The Red Sox later added four insurance runs in the ninth off Joe Smith and Bryan Shaw.

It was yet another strong outing for Kluber (12-4), but it just wasn't enough for the Indians (68-56), who were stifled by Drew Pomeranz (13-4). The left-hander tossed 5 1/3 scoreless innings and gave up only two hits and striking out nine.

Pomeranz was traded in 2011 by the Indians as part of a package to the Colorado Rockies to acquire Ubaldo Jimenez. After stints with the Oakland A's and the San Diego Padres, he was traded to Boston in 2016. And, for at least one night, he tormented his former team with a dynamite performance.

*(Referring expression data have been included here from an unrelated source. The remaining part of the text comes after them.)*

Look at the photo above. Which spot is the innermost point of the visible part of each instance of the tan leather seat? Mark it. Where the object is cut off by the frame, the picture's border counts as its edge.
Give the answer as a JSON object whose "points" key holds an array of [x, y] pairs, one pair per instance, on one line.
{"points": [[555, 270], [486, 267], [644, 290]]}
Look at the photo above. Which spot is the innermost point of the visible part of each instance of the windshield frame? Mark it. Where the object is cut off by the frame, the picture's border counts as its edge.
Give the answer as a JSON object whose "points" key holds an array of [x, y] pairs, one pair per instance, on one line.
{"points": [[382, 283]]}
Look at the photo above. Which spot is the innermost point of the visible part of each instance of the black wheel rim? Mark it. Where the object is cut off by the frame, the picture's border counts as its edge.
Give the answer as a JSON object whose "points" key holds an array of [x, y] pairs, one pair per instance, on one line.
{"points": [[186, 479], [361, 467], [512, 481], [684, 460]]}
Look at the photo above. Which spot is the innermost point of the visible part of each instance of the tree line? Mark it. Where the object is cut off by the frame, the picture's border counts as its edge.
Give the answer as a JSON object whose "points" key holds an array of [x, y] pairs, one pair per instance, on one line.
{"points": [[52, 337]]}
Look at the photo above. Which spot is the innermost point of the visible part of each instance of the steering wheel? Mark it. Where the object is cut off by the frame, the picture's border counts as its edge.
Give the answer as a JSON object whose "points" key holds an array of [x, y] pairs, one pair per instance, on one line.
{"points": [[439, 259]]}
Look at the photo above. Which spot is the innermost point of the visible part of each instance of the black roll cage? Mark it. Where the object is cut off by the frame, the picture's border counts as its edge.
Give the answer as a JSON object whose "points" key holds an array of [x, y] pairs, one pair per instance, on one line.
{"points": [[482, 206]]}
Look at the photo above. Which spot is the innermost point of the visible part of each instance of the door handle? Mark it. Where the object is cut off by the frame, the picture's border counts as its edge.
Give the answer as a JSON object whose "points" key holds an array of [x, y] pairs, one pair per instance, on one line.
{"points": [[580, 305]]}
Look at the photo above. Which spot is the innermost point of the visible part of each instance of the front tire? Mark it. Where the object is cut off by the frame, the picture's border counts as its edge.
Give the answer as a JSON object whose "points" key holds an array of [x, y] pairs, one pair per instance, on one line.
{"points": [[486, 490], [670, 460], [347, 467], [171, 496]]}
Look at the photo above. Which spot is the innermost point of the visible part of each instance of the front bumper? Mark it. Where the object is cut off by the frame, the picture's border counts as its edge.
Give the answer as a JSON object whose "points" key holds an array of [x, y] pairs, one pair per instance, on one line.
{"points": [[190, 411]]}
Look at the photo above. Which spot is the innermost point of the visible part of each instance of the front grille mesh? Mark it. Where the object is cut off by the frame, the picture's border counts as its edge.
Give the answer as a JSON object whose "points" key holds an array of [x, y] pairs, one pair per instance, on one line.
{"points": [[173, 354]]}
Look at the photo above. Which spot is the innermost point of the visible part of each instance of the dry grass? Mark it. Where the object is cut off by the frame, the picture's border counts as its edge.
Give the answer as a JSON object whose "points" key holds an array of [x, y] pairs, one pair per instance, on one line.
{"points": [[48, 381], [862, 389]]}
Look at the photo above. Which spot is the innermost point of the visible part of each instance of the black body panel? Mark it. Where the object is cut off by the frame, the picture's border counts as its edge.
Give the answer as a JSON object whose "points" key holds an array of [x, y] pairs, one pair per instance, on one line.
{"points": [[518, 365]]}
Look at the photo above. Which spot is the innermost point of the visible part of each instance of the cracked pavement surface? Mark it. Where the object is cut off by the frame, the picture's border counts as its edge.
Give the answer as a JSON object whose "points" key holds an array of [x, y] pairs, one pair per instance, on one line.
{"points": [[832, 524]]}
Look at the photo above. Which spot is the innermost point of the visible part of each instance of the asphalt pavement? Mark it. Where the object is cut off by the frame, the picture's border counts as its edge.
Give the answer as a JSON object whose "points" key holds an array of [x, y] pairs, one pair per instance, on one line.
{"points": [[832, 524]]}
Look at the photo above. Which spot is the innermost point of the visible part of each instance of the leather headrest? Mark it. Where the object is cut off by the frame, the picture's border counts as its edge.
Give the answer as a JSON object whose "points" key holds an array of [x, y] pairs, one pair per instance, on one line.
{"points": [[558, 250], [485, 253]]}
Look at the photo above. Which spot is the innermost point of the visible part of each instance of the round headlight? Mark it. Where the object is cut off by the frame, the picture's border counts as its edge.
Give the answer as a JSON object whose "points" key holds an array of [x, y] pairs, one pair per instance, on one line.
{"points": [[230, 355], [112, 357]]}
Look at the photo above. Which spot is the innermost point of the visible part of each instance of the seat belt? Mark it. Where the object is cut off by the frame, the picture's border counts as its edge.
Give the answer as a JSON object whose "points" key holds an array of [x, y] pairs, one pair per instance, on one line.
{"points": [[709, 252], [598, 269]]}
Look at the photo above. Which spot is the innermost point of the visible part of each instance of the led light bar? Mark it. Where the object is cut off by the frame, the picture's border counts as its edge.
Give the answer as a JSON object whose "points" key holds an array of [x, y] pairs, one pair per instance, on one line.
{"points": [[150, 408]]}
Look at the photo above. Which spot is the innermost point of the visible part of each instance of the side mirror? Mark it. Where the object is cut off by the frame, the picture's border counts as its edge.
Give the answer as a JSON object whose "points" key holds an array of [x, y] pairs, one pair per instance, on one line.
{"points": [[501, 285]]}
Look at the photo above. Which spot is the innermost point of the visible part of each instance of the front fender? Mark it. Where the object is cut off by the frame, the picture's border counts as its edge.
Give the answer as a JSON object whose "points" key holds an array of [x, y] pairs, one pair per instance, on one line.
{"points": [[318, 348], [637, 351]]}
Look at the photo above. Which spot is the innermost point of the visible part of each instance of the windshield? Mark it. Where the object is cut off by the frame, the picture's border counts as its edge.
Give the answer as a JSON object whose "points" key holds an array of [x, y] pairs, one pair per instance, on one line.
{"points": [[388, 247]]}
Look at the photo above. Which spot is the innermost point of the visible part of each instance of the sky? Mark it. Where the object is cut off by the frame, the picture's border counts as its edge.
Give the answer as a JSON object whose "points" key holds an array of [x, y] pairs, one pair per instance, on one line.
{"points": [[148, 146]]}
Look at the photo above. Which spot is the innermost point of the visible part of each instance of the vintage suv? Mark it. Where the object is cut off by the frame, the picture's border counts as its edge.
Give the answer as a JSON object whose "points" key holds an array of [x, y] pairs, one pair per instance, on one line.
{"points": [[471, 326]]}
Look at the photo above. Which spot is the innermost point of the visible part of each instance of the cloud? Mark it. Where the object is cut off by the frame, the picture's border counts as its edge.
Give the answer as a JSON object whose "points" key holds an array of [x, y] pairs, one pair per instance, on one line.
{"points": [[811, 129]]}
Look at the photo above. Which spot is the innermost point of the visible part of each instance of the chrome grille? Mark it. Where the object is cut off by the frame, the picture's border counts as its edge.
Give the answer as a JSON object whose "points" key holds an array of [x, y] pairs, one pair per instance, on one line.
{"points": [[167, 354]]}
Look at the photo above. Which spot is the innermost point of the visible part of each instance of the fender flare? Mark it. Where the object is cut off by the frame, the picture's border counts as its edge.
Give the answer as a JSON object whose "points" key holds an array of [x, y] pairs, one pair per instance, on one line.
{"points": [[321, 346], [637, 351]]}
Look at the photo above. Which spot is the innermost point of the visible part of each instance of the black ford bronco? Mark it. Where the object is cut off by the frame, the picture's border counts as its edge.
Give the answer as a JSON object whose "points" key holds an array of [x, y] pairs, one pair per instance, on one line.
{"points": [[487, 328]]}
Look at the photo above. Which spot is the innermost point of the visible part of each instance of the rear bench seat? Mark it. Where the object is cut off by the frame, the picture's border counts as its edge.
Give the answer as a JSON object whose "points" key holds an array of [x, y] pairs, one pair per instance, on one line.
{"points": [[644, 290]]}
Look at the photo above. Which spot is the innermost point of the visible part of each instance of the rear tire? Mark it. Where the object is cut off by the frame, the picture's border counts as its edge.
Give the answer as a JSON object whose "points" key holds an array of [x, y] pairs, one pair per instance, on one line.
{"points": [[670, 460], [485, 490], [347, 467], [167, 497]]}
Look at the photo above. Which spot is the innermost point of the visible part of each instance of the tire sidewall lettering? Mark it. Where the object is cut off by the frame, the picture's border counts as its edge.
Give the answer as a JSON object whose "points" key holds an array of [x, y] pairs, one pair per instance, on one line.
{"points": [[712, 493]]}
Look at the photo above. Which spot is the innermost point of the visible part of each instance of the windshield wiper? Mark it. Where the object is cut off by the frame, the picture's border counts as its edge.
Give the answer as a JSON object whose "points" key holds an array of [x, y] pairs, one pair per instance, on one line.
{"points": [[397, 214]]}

Kluber and Pomeranz — both traded as minor-league prospects with several quality seasons in the big leagues — traded shutdown innings until the Red Sox finally got to Kluber a bit and roughed up the bullpen.

The Indians had only one real threat for a rally. That came in the fourth inning when Jay Bruce was hit by a pitch with one out, and Brandon Guyer followed by ripping a single to left field. But Pomeranz quickly disposed of the rally by striking out both Yandy Diaz and Yan Gomes to end the inning.

Facing Red Sox reliever Addison Reed in the eighth, Edwin Encarnacion crushed a solo home run to left field that landed three-fourths of the way up the bleachers and traveled an estimated 452 feet. It was his 29th home run of the season, but it was the lone shot into the night for an otherwise muzzled offense.